The young Hungarian enchanted the audience – Zempléni achieved in all movements of Johann Joachim Quantz’s horn concerto with a beautifully formed, grand sound as well as with his easy breathing technique and brilliantly executed handling of the instrument and immediately carried the charmed listeners with him. The musical phrasing and elegance was just as natural for him as the shading of sounds and the rhythmical confidence.
The musicians simply enchanted me with their musical intelligence in the Ligeti interpretation. Zempléni did miraculous things, although - or because? – the piece demanded it from him anyway. Not only he formed endlessly held sounds nobly and intensively, but he became almost ecstatic from the difficulties, the broken chord leaps, the chromatic line of music, the intense, sometimes clangorous sometimes plaintive interludes, from the tone variations, the sharp staccatos. (...) Simply excellent!
Szabolcs Zempléni performed the technically rather difficult horn concerto, composed in 1942, with wonderful lightness, purely and tunefully. The audience were listening without a sound to Szabolcs’s encore, which sounded as if Bach had written solo suits for horn too
It’s wonderful how Szabolcs Zempléni, the young, Hungarian horn player on his instrument, equipped with all valves, evokes the apotheosized unworldliness of the natural horn (without valves). It is phenomenal how he forms the sounds pianissimo.

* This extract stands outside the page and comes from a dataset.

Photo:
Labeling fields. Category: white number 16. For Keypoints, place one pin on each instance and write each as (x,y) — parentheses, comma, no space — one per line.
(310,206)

Spectacular from all aspects - Zempléni is a Hungarian soloist of the highest honour. The winner of first prize of the international ARD contest satisfied even the highest expectations from all points of view with the Camerata Salzburg Orchestra. Thus in Joseph Haydn’s horn concerto in D major we could hear clear intonation and virtuoso runs including the quavers all the way. He performed the cadence of the opening movement considerately and let each phrase prevail.
(PASSAUER NEUE PRESSE)
Zempléni presents in the Francaix piece and later in Hindemith’s sonata for althorn how softly he can intonate and adjust his manner of play to the required dynamic conditions at all times.Blood-sparkling joy!
Zempléni’s warm and dynamically lively horn sound prevailed in a great way in front of the articular piano part background. Paul Hindemith's horn sonata in E-flat major also benefited from this virtue. At the end of the concert in Brahms's trio the balance perfectly manifested on the one hand between the violin and the horn, on the other hand between those two and the piano. With the firmly shaped theme of the closing movement the concert of such a rising-generation artist ended, whose name we shall definitely meet again.(Nikolaus Frey, Fulda)
This year the concert took place in the Gasteig Philharmonie due to the great popularity. Szabolcs Zempléni opened this extraordinary evening with Richard Strauss’s second horn concerto, which he performed almost without taking a breath, with endless phrases, great calmness and beautiful sounding.